Volere è potere, ma senza sapere cosa è una condanna
“Vòlli, e vòlli sèmpre, e fortissimaménte vòlli“, scrisse nel 1783 Vittorio Alfieri al poeta e librettista Ranieri de’ Casalbigi, in quel periodo tra i pochissimi a complimentarsi con lui per la rappresentazione di Cleopatra e per le altre sue tragedie, che all’epoca non avevano riscosso un grande successo.
Alfieri lo cercò, quel successo, e lo volle a tal punto da girare egli stesso a lungo per far conoscere i suoi lavori e dedicò completamente la sua vita a quell’arte in cui voleva eccellere, tanto da essere ancora oggi considerato uno tra i grandi della storia della letteratura del nostro Paese.
Era un nobile, Vittorio Alfieri, e il suo status non gli imponeva di cercare per sé quella gloria, a costo di fatica, impegno e dedizione totale, ma la cercò, la volle fortissimamente e la ottenne. Ci riuscì perché sapeva bene cosa voleva, il dono vero che molti dei più grandi della storia hanno avuto, al di là del proprio talento e grazie alla loro determinazione.
Chi sa davvero cosa vuole è sulla strada giusta per ottenerlo, se ci sono almeno i presupposti minimi, ma è su questa consapevolezza che bisogna lavorare, perché come diceva il Maestro Yoda “No! Provare no! Fare, o non fare! Non c’è provare!“, mentre la maggior parte delle persone passa la propria vita provando senza mai fare davvero, perché non sa cosa, oltre che come. Ma come si può sviluppare questa fondamentale consapevolezza?
Crederci fa sempre bene?
Partiamo da un presupposto importante: c’è un “troll” dispettoso, nascosto dentro ognuno di noi. In realtà le sue intenzioni non sono cattive, ma spesso finisce per ingannarci e per farci illudere o per farci affrontare con spavalderia situazioni in cui altrimenti tremeremmo di paura. Quel troll è il nostro cervello, tra i cui compiti c’è anche quello di farci affrontare la vita con un minimo di sicurezza e di fiducia in noi stessi.

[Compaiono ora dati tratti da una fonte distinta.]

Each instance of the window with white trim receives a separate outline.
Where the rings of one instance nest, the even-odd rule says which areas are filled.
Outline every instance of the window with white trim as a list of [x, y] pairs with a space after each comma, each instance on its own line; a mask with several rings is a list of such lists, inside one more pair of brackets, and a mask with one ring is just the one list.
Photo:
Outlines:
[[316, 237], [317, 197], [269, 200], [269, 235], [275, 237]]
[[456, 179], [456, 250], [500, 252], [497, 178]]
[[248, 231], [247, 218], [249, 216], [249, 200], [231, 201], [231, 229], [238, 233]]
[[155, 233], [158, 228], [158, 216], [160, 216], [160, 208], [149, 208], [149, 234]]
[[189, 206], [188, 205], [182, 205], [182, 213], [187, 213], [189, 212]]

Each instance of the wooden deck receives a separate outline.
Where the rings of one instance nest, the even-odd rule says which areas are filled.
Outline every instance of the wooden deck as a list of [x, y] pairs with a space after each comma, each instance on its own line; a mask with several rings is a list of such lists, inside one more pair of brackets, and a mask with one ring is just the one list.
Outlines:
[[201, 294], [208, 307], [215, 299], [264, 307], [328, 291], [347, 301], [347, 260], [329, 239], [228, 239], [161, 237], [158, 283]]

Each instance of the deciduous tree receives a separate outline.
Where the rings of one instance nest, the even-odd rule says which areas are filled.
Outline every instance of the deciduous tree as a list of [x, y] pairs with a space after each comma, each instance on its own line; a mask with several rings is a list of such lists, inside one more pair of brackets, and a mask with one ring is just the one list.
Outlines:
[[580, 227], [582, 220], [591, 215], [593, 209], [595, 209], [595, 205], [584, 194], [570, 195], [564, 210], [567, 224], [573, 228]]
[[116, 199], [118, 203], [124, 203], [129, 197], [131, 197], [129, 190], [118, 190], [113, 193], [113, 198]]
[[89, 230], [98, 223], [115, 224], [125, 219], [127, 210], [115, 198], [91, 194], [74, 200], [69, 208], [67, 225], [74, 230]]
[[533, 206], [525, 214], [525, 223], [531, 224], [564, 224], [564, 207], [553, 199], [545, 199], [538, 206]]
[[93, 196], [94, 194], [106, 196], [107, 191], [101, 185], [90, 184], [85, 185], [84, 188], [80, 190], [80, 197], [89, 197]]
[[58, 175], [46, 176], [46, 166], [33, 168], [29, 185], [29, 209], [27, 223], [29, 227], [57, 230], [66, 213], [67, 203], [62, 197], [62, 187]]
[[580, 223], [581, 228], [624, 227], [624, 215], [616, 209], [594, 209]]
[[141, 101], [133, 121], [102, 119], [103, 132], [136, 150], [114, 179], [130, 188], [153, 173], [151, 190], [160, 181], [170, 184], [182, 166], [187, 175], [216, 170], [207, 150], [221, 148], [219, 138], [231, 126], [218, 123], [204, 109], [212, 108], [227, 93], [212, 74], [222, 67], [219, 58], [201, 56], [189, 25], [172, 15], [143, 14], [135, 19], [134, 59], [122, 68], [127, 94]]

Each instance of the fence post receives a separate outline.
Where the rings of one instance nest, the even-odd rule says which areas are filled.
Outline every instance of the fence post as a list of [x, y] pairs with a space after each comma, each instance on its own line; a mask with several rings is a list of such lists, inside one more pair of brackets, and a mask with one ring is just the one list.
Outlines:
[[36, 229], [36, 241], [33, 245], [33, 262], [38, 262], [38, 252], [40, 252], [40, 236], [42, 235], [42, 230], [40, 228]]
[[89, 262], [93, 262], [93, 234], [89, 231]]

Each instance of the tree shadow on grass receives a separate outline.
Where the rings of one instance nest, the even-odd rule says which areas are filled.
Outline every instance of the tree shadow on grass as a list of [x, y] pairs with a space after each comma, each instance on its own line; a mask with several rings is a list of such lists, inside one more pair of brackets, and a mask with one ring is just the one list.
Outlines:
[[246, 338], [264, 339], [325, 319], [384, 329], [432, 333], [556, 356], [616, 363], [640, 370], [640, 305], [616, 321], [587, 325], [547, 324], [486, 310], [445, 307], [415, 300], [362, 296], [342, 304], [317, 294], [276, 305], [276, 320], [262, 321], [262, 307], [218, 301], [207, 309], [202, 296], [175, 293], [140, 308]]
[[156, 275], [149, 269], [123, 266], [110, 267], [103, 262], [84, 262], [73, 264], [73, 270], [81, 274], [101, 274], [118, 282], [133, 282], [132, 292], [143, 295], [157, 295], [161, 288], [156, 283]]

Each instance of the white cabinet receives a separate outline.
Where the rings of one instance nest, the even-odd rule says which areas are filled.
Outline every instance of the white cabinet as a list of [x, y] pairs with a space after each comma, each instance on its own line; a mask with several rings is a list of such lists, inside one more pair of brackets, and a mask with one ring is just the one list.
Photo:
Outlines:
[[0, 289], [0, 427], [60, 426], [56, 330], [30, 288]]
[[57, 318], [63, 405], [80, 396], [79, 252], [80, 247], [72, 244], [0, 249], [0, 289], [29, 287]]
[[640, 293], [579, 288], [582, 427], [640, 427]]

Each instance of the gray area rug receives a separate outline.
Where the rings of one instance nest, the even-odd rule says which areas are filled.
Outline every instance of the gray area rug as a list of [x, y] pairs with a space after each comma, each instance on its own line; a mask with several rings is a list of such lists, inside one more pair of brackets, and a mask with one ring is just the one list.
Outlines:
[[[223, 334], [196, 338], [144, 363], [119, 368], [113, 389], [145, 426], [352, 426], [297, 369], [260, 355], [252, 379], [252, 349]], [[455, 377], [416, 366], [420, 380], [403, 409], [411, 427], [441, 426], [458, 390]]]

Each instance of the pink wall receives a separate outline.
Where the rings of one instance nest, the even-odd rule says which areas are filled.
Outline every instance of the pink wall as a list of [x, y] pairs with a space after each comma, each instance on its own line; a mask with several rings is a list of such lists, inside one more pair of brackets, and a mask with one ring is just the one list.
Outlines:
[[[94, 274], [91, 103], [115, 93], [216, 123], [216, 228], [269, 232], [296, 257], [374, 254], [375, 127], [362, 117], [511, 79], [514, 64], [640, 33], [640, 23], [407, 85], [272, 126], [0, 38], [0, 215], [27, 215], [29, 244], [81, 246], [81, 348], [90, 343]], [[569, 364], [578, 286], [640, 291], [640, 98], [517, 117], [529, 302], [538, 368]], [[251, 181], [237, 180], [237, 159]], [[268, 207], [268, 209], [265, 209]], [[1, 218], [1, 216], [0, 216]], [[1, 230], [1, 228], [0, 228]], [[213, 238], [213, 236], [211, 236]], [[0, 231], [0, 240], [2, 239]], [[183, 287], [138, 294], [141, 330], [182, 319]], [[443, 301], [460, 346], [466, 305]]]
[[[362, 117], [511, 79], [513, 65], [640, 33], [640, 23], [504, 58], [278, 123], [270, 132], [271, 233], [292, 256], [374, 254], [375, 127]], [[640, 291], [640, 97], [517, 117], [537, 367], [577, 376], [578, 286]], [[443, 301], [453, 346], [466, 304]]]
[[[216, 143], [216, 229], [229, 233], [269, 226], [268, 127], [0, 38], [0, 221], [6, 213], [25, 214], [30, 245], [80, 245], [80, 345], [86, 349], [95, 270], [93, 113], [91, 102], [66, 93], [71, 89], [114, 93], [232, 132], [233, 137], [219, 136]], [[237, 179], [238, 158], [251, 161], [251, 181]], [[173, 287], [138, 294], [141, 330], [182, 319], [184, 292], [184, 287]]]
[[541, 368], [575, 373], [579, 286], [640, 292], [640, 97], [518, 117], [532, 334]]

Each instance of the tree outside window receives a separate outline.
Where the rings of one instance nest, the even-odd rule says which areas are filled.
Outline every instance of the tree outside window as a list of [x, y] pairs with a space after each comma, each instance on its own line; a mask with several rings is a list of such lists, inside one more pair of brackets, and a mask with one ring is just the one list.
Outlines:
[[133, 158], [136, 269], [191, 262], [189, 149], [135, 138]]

Quando lo smascheriamo e ci accorgiamo dei suoi trucchetti, tuttavia, non sempre le cose vanno meglio.
Pensate a ciò che succede durante un esame, ad esempio. Se vogliamo essere sicuri di superarlo e di prendere un buon voto, la sola cosa che possiamo fare è studiare. Alcuni, i più fortunati, riescono a mandare a memoria un numero enorme di nozioni, di nomi, di formule, di date e oltre a questo hanno una capacità di rielaborazione e di esposizione tale da ottenere ottimi voti e da guadagnare la stima dei docenti. Ma non per tutti è così. Ognuno ha i suoi talenti e quello di essere un asso dello studio non è necessariamente alla portata di tutti. Eppure, in un modo o nell’altro, davanti ai docenti che ci devono giudicare ci andiamo ugualmente e, a meno di non aver proprio aperto libro, siamo quasi tutti convinti di essere preparati almeno quanto basta per passare l’esame. Il perché è semplice: quel troll nascosto dentro la nostra testa ci continua a rassicurare, a convincerci che ne sappiamo e che dove non arrivassimo con le nozioni potremmo efficacemente arrivare con l’esposizione, con il ragionamento e con chissà quale altro asso nella manica, spesso troppo corta per nasconderne davvero.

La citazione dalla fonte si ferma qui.